Богинкина дочь. Чужак в Смерчасово

Алина Фрайхайт
Богинкина дочь. Чужак в Смерчасово
Незнакомец
Не знаю, куда ведёт меня эта дорога; бежит, извивается под ногами. Где-то поёт птица, оборачиваюсь – но не вижу. Значит, и не надо видеть. Я никогда не была здесь раньше. Вот так жила, думала, что весь лес обходила, а нет. Остались ещё в Смерчасово и для меня сюрпризы.

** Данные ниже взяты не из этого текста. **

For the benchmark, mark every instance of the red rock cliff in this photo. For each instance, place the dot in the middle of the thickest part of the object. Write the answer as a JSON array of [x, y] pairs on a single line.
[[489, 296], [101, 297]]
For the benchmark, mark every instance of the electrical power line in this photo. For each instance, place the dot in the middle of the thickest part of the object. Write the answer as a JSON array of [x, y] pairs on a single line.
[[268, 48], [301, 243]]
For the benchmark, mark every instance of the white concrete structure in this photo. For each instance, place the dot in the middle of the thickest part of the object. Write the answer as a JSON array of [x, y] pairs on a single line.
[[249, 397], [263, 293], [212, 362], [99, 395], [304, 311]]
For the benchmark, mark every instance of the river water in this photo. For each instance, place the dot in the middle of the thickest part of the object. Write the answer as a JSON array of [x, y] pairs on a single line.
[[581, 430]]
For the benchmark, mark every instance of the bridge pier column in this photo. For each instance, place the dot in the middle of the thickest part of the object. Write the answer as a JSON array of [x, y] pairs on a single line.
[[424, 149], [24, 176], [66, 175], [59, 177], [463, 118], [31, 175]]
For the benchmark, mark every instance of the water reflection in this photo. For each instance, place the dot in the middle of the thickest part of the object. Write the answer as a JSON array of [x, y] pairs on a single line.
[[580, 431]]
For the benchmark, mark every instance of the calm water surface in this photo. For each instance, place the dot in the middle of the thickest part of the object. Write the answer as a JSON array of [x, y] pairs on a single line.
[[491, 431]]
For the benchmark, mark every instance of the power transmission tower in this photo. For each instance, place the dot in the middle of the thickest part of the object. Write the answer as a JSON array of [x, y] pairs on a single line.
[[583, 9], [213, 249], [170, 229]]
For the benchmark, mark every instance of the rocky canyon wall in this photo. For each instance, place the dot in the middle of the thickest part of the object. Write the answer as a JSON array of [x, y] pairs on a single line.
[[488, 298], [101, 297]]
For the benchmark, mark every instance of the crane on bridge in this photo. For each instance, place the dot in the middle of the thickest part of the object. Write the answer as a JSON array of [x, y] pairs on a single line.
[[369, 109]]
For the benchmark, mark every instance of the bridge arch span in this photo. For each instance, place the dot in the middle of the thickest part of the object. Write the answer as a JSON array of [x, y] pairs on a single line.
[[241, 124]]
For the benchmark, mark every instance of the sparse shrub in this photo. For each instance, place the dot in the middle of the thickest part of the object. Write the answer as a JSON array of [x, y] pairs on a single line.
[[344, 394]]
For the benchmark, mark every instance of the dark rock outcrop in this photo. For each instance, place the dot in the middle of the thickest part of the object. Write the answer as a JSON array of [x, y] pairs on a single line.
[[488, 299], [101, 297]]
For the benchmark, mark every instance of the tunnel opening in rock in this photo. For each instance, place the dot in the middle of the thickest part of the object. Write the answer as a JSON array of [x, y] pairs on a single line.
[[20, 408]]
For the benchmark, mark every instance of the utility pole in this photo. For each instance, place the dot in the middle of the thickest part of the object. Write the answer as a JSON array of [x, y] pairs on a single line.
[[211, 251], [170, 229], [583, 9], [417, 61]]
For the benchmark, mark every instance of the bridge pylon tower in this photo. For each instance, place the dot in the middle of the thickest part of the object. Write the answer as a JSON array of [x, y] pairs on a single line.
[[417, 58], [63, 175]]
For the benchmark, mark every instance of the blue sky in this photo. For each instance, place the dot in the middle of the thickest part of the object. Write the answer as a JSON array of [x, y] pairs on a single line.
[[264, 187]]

Не знаю, блуждаю я или нечисть играется. Солнце садится, но ещё отбрасывает последние лучи: вижу их сквозь листья. В лесу темно уже, кроны деревьев сходятся над головой. В просвете виднеется только тёмная синяя точка неба.
Под ногами шуршит опад. Чувствую, как палец на ноге щиплет – укололась, наверное, об еловую иголку или о какой-то сучок. Нестрашно. Как мама говорила: до свадьбы заживёт.
Свадьбы моей не предвидится, значит, времени ещё много. Обидно даже. Я не самая красивая девочка в деревне. Но Гжимка куда страшнее. Нос у неё курносый, веснушки дурацкие.
Где-то позади шелестит листва. Ну точно, нечистая балуется.
– Горь, Горька!
Сначала вижу чёрный нос, белую морду. Потом – уши.
– Привет, Мстислав.
Он выпрыгивает из кустов. Прятался, наверное, а может, и меня ждал. Кто его знает. Садится передо мной и поднимает мохнатую голову, смотрит своими красными глазами. Пугал кого-то: обычно у него они голубые.
Как когда он был человеком.
– Ты чего тут забыла?
– А ты?
Мстислав ничего не отвечает; но вижу – принюхивается.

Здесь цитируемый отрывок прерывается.